The opinion of the court was delivered by: Jones II, J.


Before the Court is Defendants' Amended Motion to Disqualify Plaintiff's Counsel (Docket No. 52), Plaintiff's Response thereto, and Defendants' Reply thereto. Stanton T. Griffing and Connor Strong Companies, Inc. (f/k/a Commerce Insurance Services, Inc.) ("Defendants") contend that, because in 2006 and 2007 Woodcock Washburn LLP ("Woodcock Washburn") represented the predecessor to Connor Strong Companies, Inc., in a trademark litigation concerning use of the mark "COMMERCE" in Massachusetts (the "MA Trademark Litigation"), the Graham Company ("Plaintiff") should be prohibited from retaining Woodcock Washburn to represent it in the instant action concerning alleged breach of an employment agreement, solicitation of Plaintiff's prospects, conversion and civil conspiracy.
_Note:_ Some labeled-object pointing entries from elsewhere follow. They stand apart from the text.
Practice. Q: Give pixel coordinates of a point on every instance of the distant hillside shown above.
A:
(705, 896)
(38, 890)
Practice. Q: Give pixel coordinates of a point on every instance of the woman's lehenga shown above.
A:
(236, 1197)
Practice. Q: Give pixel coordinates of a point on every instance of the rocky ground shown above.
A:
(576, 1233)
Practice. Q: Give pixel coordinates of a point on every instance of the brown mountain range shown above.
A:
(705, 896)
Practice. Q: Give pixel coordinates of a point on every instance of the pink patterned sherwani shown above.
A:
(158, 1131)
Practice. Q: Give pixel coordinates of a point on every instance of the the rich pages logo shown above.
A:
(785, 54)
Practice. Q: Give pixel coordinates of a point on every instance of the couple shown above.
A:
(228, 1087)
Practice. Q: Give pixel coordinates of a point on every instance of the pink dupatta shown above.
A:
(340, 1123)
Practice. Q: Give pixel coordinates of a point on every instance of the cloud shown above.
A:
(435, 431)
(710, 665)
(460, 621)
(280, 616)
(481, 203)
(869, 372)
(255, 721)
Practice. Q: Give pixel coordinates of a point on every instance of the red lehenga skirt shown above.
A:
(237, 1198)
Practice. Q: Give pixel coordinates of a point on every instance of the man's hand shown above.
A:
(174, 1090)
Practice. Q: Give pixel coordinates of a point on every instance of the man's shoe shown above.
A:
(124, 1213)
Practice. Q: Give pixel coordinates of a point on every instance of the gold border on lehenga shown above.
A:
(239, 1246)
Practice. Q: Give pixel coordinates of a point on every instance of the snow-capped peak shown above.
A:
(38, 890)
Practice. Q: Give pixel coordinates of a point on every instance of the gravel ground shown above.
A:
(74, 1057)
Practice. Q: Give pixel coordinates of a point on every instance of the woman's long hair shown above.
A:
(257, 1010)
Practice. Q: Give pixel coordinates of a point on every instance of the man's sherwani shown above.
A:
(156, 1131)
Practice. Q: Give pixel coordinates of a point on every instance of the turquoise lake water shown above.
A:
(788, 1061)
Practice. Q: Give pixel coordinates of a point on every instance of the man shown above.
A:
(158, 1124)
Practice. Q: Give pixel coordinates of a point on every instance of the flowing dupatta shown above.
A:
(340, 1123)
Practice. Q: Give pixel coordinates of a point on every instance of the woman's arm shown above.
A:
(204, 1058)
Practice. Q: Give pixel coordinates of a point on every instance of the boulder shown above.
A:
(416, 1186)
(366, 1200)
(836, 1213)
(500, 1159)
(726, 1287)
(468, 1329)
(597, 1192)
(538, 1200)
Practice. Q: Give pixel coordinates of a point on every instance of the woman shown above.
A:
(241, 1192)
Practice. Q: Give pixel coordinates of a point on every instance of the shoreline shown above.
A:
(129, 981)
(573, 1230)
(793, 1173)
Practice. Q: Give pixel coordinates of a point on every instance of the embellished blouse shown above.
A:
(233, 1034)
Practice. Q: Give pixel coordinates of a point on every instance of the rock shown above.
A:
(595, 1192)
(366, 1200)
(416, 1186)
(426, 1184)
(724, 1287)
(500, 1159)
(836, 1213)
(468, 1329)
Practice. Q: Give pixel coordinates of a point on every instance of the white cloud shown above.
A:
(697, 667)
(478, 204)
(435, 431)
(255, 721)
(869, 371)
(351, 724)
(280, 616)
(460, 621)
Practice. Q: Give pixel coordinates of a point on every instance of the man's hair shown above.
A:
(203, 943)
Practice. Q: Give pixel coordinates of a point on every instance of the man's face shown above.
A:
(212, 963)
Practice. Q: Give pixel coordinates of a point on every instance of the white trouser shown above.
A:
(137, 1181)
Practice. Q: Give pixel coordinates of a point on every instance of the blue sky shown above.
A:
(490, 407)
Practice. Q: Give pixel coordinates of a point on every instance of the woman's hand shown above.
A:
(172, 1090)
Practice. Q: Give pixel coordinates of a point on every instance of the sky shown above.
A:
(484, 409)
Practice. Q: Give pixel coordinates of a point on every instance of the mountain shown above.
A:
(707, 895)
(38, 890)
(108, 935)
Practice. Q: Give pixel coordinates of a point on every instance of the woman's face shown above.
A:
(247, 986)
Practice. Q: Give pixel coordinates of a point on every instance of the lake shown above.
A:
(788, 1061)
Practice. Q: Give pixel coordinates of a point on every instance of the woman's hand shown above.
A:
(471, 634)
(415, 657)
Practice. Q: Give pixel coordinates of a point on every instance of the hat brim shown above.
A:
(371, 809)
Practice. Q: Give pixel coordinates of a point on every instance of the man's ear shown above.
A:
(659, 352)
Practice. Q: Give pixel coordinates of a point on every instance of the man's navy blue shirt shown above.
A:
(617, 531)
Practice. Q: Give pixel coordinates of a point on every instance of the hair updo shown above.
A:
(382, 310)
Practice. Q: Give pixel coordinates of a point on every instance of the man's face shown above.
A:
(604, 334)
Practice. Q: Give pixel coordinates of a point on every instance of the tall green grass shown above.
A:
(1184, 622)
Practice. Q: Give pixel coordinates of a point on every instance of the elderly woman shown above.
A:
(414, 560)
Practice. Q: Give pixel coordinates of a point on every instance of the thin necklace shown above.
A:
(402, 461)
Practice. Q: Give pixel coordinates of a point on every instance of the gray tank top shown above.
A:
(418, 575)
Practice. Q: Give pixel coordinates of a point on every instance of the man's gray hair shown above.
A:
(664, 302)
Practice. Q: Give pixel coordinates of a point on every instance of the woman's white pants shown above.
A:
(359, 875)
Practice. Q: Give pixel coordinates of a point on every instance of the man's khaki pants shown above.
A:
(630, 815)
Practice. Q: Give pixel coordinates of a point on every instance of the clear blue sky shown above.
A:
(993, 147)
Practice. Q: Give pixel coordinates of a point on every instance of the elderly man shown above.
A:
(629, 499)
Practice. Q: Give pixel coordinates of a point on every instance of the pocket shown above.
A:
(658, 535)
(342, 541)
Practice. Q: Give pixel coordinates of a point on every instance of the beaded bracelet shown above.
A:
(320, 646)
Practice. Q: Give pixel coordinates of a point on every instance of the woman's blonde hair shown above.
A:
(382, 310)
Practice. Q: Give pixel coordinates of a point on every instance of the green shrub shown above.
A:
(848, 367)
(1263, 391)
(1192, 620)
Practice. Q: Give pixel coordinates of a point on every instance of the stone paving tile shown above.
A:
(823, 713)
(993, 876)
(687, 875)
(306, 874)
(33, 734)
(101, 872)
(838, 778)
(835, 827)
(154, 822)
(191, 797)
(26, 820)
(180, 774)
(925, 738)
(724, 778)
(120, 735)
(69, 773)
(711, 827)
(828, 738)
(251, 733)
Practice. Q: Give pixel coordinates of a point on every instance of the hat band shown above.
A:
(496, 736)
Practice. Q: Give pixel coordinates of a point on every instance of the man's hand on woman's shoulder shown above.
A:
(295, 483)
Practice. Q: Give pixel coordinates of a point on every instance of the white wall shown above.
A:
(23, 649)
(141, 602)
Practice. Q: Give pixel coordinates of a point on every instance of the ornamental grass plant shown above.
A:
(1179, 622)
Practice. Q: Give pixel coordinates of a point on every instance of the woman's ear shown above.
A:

Plaintiff contends that Defendants have failed to satisfy the burden required to deprive Plaintiff of its right to legal representation of its choice.

The Court held a hearing on October 27, 2009, at which the parties offered testimony, exhibits and argument. The Court has carefully considered the parties' positions. The Motion will be denied.

I. Background

In February 2006, a Massachusetts insurance company known as Commerce Insurance Company (a long-existing entity unrelated to the Defendants), instituted the MA Trademark Litigation in response to the concern that Commerce Bancorp, via its wholly-owned subsidiary Commerce Banc Insurance Services, planned to enter the Massachusetts insurance market and utilize the name "COMMERCE," which Commerce Insurance Company claimed to have been using in Massachusetts for 34 years. The suit alleged that use by Commerce Banc and Commerce Banc Insurance Services of that moniker in connection with the new offering of insurance services in Massachusetts would result in trademark infringement and dilution in violation of federal and state laws. The Court is satisfied that the MA Trademark Litigation was focused on Massachusetts-specific trademark issues.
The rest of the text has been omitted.